I still haven’t gotten around to reading this paper, The Chicago Plan Revisited, but Mike has a nice summary of some pieces. He wonders if the IMF hasn’t been reading some of our work:
Then, the observation we’ve somehow given banks complete control over our money supply:
”In a ﬁnancial system with little or no reserve backing for deposits, and with government-issued cash having a very small role relative to bank deposits, the creation of a nation’s broad monetary aggregates depends almost entirely on banks’ willingness to supply deposits. Because additional bank deposits can only be created through additional bank loans, sudden changes in the willingness of banks to extend credit must therefore not only lead to credit booms or busts, but also to an instant excess or shortage of money, and therefore of nominal aggregate demand.”
Huh. Seems close to plagiarism of Cullen Roche if you ask me.
“The US monetary system is designed to cater for the creation of the public’s money supply primarily by private banks. Most modern money takes the form of bank deposits and most market exchanges involving private agents are transacted in private bank money: it is “inside money“ which rules the roost so to speak in the day-to-day functioning of modern fiat monetary systems.

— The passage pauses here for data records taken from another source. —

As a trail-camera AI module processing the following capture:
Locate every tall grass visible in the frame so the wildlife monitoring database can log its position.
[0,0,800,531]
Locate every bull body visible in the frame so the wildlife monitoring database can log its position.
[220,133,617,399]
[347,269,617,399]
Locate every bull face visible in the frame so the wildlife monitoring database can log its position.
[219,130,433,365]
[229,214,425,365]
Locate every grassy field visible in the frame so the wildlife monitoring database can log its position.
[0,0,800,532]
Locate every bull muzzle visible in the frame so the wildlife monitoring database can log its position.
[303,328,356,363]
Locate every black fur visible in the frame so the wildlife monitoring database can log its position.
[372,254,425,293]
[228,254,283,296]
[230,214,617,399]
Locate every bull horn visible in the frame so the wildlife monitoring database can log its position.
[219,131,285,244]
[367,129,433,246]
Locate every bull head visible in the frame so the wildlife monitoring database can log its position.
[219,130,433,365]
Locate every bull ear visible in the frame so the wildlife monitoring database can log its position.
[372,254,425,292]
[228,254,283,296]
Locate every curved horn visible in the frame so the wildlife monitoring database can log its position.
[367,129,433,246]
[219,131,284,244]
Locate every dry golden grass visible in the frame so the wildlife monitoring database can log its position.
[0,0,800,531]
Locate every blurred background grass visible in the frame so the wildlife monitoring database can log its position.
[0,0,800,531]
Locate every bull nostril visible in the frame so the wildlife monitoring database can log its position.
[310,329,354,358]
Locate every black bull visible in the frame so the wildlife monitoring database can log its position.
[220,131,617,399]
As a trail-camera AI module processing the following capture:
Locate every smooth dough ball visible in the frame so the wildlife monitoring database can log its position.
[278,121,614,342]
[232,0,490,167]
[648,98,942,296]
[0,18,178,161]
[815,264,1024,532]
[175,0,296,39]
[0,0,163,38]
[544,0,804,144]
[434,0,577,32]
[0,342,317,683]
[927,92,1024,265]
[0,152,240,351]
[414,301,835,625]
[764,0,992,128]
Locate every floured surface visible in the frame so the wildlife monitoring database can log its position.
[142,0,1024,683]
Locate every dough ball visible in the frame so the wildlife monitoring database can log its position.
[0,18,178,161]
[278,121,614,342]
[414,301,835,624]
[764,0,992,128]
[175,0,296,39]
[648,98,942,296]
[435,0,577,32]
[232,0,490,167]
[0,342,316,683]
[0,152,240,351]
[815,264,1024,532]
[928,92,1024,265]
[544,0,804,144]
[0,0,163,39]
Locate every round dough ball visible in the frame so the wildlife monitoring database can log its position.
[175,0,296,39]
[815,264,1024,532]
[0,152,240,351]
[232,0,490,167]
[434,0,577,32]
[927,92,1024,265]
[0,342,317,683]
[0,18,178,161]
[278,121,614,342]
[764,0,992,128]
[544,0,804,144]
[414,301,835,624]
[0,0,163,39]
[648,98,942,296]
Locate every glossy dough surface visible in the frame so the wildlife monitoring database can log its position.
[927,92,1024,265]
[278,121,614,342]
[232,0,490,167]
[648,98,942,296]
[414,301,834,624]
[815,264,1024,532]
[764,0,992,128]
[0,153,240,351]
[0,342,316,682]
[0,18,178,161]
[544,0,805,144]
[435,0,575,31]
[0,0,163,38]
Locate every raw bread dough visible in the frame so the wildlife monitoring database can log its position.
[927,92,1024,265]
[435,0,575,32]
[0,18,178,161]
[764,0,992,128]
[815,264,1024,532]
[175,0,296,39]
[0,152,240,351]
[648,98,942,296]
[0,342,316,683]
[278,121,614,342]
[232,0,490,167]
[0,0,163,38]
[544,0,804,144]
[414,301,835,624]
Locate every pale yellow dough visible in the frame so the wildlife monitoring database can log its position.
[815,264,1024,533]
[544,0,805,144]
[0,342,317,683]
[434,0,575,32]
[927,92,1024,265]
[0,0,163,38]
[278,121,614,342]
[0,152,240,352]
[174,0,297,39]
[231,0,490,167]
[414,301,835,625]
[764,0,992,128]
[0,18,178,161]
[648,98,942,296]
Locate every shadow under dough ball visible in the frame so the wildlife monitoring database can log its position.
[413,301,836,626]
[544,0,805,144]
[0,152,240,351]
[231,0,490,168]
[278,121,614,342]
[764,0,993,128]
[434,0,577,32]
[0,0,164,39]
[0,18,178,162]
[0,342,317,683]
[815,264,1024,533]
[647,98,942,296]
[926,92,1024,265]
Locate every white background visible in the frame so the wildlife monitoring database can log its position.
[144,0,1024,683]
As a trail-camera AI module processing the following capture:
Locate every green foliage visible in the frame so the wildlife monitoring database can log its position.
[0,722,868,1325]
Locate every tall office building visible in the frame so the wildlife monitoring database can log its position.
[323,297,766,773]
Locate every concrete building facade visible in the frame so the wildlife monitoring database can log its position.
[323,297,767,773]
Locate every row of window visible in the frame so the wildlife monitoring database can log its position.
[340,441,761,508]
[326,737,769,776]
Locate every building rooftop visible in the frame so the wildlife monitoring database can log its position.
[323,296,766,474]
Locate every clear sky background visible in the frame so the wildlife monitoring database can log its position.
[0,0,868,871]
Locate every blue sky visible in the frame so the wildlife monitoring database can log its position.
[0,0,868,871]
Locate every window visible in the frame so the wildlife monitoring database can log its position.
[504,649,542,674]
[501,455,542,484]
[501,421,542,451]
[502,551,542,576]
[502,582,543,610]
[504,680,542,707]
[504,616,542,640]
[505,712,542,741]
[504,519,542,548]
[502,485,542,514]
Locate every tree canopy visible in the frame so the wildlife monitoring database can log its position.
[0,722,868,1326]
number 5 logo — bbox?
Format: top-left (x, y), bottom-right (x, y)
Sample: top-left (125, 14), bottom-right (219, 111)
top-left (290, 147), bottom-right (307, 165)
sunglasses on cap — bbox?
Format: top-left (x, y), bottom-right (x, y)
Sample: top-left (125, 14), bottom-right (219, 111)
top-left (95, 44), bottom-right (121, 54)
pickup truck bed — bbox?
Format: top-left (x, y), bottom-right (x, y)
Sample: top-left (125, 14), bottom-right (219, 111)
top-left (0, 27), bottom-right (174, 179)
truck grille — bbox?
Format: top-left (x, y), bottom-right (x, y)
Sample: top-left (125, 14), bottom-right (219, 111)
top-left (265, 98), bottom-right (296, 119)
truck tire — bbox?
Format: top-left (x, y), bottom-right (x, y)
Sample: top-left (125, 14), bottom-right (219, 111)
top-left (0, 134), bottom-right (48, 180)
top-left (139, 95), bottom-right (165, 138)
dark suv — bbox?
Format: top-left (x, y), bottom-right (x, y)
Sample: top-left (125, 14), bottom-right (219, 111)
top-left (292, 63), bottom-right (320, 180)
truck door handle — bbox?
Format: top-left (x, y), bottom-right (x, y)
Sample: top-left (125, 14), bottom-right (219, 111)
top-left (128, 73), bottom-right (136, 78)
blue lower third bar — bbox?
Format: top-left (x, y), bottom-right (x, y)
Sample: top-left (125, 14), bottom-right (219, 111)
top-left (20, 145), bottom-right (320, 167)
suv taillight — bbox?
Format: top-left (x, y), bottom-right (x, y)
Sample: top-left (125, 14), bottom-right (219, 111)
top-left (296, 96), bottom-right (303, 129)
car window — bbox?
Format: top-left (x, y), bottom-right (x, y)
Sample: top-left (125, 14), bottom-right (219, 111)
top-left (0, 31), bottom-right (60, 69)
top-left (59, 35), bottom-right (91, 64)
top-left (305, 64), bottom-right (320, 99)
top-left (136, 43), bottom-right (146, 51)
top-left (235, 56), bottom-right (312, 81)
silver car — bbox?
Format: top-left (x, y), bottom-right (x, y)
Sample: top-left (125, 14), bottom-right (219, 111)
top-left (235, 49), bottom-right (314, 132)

The role of the public sector “outside money” creation is comparatively minor.
It seems like we’d have to change the nature of our institutions to be able to accomplish the Chicago Plan. Here’s JKH’s contingent institutional approach.
Check out the full post on the MR site.
PS – I plan on reading this paper over the weekend. I’ve just been slammed getting Orcam up and running and some other things that have been keeping me from doing a lot of the reading I have on my plate. If anyone has a brief summary before I read it I would be eternally thankful. I know some of you (REN, T Brown, etc) have been discussing it so thanks in advance.